Appellant's argument is that this variance invalidates the verdict. No defense of alibi was made. The argument overlooks RCW 10.37.180, which is as follows:

"The precise time at which the crime was committed need not be stated in the indictment or information, but it may be alleged to have been committed at any time before the finding of the indictment or the filing of the information, and within the time in which an action may be commenced *391 therefor, except where the time is a material ingredient in the crime."

In the absence of the defense of alibi, it is sufficient if the state charge and prove the commission of the offense on any date within the period of the statute limiting the time within which the prosecution must be commenced. State v. Coffelt, 33 Wn. (2d) 106, 204 P. (2d) 521; State v. Severns, 13 Wn. (2d) 542, 125 P. (2d) 659.

[4] The assignment of error respecting the claimed misconduct of the prosecuting attorney is that the prosecutor referred to appellant's failure to deny his guilt. This was entirely proper because appellant voluntarily took the stand as a witness in his own behalf. When a defendant does so, he is no different than any other witness, and it was entirely proper for the prosecutor to direct attention to his failure to deny that he committed the crime. State v. Crowder, 132 Wash. 496, 231 P. 930; State v. McCormick, 127 Wash. 288, 220 P. 808; State v. Peeples, 71 Wash. 451, 129 P. 108; State v. Melvern, 32 Wash. 7, 72 P. 489; State v. Ulsemer, 24 Wash. 657, 64 P. 800; State v. Duncan, 7 Wash. 336, 35 P. 117.

[5] Appellant further argues that the state's attorney was guilty of misconduct because he stated in his argument to the jury that all persons concerned in the commission of a crime "whether they directly participate or not, and if they counsel, aid or assist somebody else to commit a crime, they are participants in that crime."

There are two answers to the argument: (1) It appears from the record that counsel was only reading from instruction No. 7; and (2) RCW 9.01.030 makes all persons participating in the commission of a crime principals.
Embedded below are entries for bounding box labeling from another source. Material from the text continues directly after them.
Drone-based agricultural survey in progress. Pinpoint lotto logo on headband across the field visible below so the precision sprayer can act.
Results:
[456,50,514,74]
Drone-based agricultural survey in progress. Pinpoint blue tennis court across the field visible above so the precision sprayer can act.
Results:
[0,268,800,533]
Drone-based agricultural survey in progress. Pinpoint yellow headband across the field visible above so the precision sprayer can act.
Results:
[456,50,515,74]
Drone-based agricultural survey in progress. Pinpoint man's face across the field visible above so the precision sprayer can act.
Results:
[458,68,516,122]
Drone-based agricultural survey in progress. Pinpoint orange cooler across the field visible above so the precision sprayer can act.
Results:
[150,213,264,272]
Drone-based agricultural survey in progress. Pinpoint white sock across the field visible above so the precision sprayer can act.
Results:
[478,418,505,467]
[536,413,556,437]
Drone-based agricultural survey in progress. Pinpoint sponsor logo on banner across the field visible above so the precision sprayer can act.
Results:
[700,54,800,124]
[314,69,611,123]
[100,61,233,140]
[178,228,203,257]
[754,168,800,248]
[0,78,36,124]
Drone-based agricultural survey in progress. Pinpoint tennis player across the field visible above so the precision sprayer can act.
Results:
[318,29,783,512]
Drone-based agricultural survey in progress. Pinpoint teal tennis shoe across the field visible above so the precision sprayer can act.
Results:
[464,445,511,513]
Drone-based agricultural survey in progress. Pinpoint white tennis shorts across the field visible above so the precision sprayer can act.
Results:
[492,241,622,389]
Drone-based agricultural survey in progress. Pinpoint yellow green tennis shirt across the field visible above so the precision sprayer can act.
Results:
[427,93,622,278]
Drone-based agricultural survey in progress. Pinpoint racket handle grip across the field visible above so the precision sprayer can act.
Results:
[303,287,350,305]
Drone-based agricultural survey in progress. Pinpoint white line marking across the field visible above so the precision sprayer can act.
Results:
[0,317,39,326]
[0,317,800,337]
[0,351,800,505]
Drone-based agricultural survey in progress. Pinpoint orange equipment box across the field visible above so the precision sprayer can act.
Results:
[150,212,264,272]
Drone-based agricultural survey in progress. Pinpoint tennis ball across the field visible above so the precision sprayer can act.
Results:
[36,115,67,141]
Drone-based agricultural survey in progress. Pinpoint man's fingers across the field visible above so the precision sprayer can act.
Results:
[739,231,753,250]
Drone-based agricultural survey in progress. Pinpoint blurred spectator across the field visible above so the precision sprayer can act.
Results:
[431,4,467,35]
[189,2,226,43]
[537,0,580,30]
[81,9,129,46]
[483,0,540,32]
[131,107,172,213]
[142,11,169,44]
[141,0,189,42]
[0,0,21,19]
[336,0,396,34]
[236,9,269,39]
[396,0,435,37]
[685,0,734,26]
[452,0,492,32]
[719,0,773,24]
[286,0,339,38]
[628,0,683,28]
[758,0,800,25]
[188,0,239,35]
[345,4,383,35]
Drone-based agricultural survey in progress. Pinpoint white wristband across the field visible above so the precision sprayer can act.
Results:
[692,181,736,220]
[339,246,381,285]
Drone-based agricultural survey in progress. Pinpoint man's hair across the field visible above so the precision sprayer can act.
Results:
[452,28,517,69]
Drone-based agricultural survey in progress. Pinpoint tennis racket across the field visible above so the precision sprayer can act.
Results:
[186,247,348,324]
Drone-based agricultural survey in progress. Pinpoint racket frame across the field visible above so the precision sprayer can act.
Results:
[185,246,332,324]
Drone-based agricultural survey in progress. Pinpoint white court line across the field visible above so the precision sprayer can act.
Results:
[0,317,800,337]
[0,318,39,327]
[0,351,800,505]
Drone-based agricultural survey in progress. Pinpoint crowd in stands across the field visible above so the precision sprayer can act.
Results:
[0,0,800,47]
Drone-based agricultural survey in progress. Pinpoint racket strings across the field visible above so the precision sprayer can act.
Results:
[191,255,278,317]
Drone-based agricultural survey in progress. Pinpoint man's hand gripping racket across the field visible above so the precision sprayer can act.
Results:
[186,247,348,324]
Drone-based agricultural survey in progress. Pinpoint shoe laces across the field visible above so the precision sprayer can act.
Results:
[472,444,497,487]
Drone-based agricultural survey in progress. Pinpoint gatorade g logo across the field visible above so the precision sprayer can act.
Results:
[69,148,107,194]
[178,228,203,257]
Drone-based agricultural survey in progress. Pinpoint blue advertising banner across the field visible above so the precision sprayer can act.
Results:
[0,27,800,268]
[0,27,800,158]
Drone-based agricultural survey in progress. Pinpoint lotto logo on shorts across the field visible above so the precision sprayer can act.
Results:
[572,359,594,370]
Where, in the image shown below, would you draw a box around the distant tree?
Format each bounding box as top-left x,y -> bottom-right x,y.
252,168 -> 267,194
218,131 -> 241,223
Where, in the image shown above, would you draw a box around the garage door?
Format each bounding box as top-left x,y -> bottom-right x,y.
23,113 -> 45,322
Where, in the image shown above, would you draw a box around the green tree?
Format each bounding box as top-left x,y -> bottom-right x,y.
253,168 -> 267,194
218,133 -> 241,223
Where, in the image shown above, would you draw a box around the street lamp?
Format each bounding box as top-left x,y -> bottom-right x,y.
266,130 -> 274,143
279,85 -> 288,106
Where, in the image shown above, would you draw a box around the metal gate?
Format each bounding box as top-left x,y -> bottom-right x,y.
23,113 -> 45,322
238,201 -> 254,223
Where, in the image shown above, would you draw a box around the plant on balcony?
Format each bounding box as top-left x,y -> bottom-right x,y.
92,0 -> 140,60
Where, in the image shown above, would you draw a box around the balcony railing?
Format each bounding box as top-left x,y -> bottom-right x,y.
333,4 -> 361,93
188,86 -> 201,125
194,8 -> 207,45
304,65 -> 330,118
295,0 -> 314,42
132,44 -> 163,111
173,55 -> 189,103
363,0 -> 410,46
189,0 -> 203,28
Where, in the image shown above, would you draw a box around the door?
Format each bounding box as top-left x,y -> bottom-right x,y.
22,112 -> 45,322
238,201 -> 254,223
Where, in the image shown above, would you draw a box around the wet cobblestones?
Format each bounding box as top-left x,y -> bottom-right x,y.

Counsel is entitled to refer to the court's instructions in jury argument.

The assignment respecting the police line-up as an extra-judicial identification is fully answered by State v. Wilson, 38 Wn. (2d) 593, 231 P. (2d) 288.

The record is barren of any justification for the assertion that appellant was "sold down the river" by incompetent court-appointed counsel. On the contrary, the record shows *392 that court-appointed counsel did the best that anyone could have done under the circumstances. The evidence of appellant's guilt was overwhelming. Court-appointed counsel defended appellant with diligence and skill in the best traditions of a noble profession.

The final argument respecting the habitual criminal statute is foreclosed by our decisions collected in the margin.[2]

Each assignment has been separately examined and found to be without merit.

Affirmed.

HILL, C.J., DONWORTH, WEAVER, and ROSELLINI, JJ., concur.

February 26, 1959. Petition for rehearing denied.

NOTES

[1] Reported in 333 P. (2d) 1089.

[2] In re Frye v. Delmore, 47 Wn. (2d) 605, 288 P. (2d) 850; State v. O'Dell, 46 Wn. (2d) 206, 279 P. (2d) 1087; State v. Miles, 34 Wn. (2d) 55, 207 P. (2d) 1209; State v. Furth, 5 Wn. (2d) 1, 104 P. (2d) 925; State v. Courser, 199 Wash. 559, 92 P. (2d) 264; State v. West, 197 Wash. 595, 86 P. (2d) 192; State v. Johnson, 194 Wash. 438, 78 P. (2d) 561; State v. Fowler, 187 Wash. 450, 60 P. (2d) 83; State v. Edelstein, 146 Wash. 221, 262 P. 622.